Je te proposerais bien un massage des pieds, mais tu détestes ça.
Ça fait 13 ans que je te connais.
T’as passé la journée seule avec les gosses, et demain tu recommences parce que c’est la grève des écoles.
En même temps ça se voyait sur mon agenda que j’allais courir.
Je veux pas chercher des excuses.
C’était censé être un simple contrôle de poids à domicile : sur le papier une histoire du tonnerre, un couple gentil, un allaitement qui fonctionne presque tout seul.
J’avais une heure quarante vingt pour les voir et faire l’aller-retour.
Qu’est-ce qui pouvait aller de travers ?
La semaine après la montée de lait ?
J’ai sauté sur une mine.
Comme toujours je suis le seul à pas l’avoir vu.
Excuse-moi.
Elle a ouvert la porte avec les larmes aux yeux, l’air de dire : enfin vous êtes là.
Je vous ai attendu toute la journée.
Nous avons passé une nuit en enfer.
Excuse-moi.
Elle m’a renvoyé aux pleurs de décharge de la grande, à nos moments irrationnels ;
aux tours de parc en poussette irréels ;
à la bronchiolite et aux nuits à se relayer en portage : à tenir à peine debout, aux paupières qui tombent devant l’écran du téléphone allumé au milieu de la salle à manger.
Excuse-moi.
Ça prend du temps, tu sais, de réparer les histoires des autres quand on arrive au bon moment.
De semer les cailloux au bon endroit pour détourner le cours du torrent — avant qu’il ne dévaste les germes de leur parentalité.
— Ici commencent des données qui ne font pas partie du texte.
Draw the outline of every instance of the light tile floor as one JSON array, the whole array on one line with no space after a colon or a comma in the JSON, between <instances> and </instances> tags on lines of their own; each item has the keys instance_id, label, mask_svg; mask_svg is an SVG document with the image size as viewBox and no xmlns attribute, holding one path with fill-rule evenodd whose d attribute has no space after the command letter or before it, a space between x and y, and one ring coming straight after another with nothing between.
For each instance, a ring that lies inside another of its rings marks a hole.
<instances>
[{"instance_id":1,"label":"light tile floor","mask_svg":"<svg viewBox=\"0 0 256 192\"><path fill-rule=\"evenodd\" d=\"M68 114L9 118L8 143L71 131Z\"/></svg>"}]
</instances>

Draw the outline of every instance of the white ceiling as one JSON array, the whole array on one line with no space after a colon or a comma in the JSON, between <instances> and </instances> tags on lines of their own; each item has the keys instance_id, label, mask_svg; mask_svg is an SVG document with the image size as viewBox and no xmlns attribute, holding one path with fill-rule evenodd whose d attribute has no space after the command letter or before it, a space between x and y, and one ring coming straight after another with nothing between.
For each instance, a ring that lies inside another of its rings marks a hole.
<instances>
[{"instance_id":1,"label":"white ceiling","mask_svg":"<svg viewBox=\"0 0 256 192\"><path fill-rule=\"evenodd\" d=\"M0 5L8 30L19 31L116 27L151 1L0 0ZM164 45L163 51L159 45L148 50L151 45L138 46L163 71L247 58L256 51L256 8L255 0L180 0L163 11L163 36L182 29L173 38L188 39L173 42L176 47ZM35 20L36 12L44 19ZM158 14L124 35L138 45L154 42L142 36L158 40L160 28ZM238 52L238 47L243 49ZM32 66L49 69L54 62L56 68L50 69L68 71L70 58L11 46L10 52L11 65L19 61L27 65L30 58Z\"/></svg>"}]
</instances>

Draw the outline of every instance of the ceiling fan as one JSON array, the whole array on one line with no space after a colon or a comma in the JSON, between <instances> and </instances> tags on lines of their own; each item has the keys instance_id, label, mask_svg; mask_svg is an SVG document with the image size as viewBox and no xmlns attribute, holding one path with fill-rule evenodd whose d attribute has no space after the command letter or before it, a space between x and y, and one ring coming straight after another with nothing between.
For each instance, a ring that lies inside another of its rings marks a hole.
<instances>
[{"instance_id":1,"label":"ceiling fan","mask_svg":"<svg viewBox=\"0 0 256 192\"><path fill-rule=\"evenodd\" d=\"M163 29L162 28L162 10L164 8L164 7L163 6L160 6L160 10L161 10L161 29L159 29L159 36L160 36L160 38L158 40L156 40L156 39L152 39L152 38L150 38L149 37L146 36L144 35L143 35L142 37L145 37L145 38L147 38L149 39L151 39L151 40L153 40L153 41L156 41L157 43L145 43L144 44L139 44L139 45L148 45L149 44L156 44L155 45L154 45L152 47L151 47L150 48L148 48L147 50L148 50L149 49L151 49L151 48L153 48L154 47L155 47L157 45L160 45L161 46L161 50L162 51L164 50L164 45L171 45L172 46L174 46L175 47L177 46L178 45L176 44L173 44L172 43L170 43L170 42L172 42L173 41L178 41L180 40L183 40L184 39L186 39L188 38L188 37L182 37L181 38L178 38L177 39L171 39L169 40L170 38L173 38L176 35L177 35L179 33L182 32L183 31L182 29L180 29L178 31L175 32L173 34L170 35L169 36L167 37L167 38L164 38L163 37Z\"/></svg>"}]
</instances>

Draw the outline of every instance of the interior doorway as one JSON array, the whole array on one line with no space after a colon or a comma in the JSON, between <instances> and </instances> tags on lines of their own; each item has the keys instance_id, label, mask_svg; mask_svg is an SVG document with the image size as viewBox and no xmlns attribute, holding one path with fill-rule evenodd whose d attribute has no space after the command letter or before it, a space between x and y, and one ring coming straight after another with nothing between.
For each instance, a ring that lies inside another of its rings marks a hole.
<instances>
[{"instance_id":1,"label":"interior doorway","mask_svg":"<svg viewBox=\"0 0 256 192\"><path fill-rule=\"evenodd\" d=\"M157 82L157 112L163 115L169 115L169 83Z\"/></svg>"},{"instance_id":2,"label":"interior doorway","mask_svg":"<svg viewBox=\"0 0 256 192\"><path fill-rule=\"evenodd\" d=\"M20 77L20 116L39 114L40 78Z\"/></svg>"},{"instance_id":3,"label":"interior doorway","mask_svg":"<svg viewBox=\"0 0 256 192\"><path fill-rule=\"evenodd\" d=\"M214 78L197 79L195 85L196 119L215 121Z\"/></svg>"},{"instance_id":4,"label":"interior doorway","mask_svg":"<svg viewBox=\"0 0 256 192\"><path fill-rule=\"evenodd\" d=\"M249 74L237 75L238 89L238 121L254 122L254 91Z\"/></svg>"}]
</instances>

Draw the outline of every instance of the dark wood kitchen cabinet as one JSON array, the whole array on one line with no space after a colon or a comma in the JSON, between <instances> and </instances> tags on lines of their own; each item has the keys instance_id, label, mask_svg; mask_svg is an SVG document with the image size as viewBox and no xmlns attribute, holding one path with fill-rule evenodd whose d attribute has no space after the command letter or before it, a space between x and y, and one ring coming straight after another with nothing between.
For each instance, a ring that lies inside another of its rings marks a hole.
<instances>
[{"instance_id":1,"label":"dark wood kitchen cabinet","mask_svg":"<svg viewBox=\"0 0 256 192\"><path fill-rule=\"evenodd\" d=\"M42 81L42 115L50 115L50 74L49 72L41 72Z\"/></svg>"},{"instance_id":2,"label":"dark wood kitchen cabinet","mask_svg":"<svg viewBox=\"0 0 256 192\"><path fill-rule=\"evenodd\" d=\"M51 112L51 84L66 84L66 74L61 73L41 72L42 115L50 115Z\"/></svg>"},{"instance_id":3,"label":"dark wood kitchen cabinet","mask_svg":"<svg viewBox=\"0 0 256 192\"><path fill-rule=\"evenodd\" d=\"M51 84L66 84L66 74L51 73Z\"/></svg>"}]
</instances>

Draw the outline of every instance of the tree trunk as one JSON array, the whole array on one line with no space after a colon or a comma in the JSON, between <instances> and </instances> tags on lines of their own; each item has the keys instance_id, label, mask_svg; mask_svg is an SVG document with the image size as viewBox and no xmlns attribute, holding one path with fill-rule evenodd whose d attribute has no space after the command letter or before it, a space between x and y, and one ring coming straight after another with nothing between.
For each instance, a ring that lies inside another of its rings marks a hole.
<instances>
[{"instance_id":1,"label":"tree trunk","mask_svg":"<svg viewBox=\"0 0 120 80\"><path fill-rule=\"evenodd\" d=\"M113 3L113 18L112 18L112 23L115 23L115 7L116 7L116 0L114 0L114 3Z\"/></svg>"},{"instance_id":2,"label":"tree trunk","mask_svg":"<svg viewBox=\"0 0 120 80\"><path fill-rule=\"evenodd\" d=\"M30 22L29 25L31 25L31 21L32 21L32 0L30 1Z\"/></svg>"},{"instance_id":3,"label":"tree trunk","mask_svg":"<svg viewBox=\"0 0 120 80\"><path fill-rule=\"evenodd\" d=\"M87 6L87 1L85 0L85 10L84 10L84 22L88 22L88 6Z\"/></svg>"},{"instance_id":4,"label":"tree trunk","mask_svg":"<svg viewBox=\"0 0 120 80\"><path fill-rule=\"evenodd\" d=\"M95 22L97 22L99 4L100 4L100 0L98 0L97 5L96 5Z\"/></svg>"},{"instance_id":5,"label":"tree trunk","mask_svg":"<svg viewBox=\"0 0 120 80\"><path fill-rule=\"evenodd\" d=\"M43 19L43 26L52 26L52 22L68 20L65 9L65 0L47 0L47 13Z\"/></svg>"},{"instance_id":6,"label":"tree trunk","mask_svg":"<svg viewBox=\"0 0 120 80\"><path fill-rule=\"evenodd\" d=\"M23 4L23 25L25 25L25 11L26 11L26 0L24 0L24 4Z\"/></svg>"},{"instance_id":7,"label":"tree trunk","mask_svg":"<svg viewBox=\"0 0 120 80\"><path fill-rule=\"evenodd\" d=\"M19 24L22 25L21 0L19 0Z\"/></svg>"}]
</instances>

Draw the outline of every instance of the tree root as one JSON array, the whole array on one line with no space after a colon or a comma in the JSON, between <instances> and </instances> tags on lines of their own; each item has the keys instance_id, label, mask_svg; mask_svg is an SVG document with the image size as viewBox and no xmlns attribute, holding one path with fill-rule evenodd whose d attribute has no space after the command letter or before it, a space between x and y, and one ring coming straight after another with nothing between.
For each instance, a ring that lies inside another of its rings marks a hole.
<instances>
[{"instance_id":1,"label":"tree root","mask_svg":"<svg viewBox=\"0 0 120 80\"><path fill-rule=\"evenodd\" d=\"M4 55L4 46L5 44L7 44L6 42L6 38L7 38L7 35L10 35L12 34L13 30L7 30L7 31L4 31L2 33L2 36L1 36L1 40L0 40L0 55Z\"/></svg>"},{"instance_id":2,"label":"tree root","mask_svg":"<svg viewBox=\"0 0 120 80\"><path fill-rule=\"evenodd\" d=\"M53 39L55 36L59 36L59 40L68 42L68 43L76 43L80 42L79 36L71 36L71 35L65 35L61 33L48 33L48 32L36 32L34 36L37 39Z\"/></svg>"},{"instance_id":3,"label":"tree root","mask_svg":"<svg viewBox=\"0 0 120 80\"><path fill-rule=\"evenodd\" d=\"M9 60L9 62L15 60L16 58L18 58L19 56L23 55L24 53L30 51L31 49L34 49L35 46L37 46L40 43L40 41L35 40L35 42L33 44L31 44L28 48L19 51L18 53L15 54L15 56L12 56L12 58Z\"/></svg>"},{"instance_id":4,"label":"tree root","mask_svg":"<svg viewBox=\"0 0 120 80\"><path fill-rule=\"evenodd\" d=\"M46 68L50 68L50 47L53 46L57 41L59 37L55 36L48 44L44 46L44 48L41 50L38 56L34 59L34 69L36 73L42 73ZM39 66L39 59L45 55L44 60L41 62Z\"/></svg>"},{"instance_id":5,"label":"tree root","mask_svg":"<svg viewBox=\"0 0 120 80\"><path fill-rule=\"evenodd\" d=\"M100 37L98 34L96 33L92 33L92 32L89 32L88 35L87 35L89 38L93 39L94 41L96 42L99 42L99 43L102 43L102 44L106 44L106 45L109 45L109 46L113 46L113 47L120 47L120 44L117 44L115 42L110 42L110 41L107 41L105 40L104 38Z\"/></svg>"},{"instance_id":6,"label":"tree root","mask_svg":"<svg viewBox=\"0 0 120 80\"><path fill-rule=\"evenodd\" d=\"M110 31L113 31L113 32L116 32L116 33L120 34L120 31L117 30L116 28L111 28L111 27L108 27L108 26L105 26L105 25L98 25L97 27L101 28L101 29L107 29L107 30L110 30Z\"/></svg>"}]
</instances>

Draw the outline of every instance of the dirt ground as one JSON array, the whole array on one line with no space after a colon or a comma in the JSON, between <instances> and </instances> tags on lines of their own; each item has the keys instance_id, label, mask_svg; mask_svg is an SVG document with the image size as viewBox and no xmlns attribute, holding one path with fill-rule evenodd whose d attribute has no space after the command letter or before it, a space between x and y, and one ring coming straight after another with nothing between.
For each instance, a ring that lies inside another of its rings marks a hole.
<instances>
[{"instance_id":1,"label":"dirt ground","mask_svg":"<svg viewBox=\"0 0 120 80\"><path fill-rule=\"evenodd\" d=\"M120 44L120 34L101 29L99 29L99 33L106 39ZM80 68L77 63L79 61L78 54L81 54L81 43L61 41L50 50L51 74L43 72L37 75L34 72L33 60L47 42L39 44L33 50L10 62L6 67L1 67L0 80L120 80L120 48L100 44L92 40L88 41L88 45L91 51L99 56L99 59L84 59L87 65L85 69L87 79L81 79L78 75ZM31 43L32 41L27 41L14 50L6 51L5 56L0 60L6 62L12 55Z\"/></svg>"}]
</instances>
Ces feuilles tendres pointent à peine vers le ciel avec confiance, les laisser se faire submerger ça serait vache.
Excuse-moi.
Elle avait besoin de poser sa tête fatiguée sur l’épaule de sa sage-femme,
pour laisser quelques larmes couler.
Son mec avait besoin de trouver du rationnel dans leur petit gars.
D’entendre que c’est juste une mauvaise phase, que ça changera.
Qu’il n’y a pas d’autre réponse que celles qu’ils trouveront,
et que s’ils ont besoin de moi dans deux mois,
la semaine prochaine,
ou demain,
je serai là.
Excuse-moi.
Je sais que ta journée, à toi aussi, a été dure.
C’était moche de ma part.
Je suis tellement en retard, je pense qu’on va commander des pizzas.
Je sais qu’à ma place t’aurais fait pareil.
Je ne commente jamais mais face à la disparition de nombreux blogs, je voulais vous dire merci d’avoir repris la plume virtuelle. J’aime la façon dont vous écrivez et ce que que vous laissez percevoir.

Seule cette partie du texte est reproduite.